After construction, geogebra confirms optically that the angle bisector in $B$, the perpendicular bisector of $BC$ and the side $AC$ are concurrent, this means that $\hat B=2\hat C$. (I will no longer use the hats, this should be clear in the given context.)
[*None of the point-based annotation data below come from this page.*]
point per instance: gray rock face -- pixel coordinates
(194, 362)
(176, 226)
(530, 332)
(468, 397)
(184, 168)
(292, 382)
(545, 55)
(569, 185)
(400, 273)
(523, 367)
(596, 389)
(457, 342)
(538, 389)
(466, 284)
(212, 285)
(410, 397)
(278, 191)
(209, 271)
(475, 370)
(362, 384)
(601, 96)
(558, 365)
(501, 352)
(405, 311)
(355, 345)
Lemma: $$\bbox[yellow]{\qquad AD = c+\frac{2a}3\ .\qquad}$$ Proof: Let $R$ be the circumradius, then: $$ \begin{aligned} b&=2R\sin B=2R\sin 2C=2R\cdot 2\sin C\cos C=2c\cos C =2c\cdot\frac{a^2+b^2-c^2}{2ab}\ ,\text{ so} \\ ab^2 &=c(a^2+b^2-c^2)\ ,\\ b^2(a-c)&=c(a^2-c^2)=c(a+c)(a-c)\ ,\text{ thus giving a formula for $b^2$,}\\ b^2&=c(a+c)\ .\\[3mm] &\qquad\text{ From here we compute $AD^2$ in $\Delta ABD$:}\\[3mm] \cos B&=\frac{a^2+c^2-b^2}{2ac}=\frac{a^2-ac}{2ac}=\frac{a-c}{2c}\ ,\\ AD^2 &=BA^2+BD^2-2BA\cdot BD\cdot \cos B \\ &=c^2+\frac {16}9a^2-2 c\cdot\frac {4a}3\cdot\frac{a-c}{2c} =c^2+\frac 43ac+\frac 49a^2 =\bbox[yellow]{\left(c+\frac{2a}3\right)}^2\ . \end{aligned} $$ $\square$
Note: The values $15,18,12$ in the picture are so that $b^2=18^2=12(15+12)=c(a+c)$. The converse is with the same argument true, if we have the relation $b^2=c(a+c)$, then $B=2C$.
We can start now the final computation. Recall a formula in "some other triangle" $A'B'C'$ with usual notations enlarged with the prime decorator. The sides are for instance $a',b',c'$, the semiperimeter is $s'=\frac 12(a'+b'+c')$ and so on. Then as for instance mentioned here, we have: $$ \cot\frac {A'}2 =\sqrt{\frac{s'(s'-a')}{(s'-b')(s'-c')}} =\frac{\sqrt{s'(s'-a')(s'-b')(s'-c')}}{(s'-b')(s'-c')} \overset{\text{Heron}}= \frac{\operatorname{Area}[A'B'C']}{(s'-b')(s'-c')}\ . $$ We apply this formula in the triangle $\Delta A'B'C'=\Delta ABD$, its angle in $A'$ is with the OP notations $\theta$, so we have step by step: $$ \begin{aligned} a'&=\frac{4a}3\ ,\qquad b'=\bbox[yellow]{c+\frac{2a}3}\ ,\qquad c'=c\ ,\\ s'&=\frac 12(a'+b'+c')=a+c\ , \qquad s'-b'=\frac a3\ ,\qquad s'-c'=a\ ,\\[4mm] \operatorname{Area}[ABC] &=\frac 34\operatorname{Area}[ABD] =\frac 34(s'-b')(s'-c')\cot\frac \theta 2 =\frac 34\cdot\frac a3\cdot a\cdot\cot\frac \theta 2 \\ &=\frac 14a^2\cot\frac \theta 2\ . \end{aligned} $$ $\square$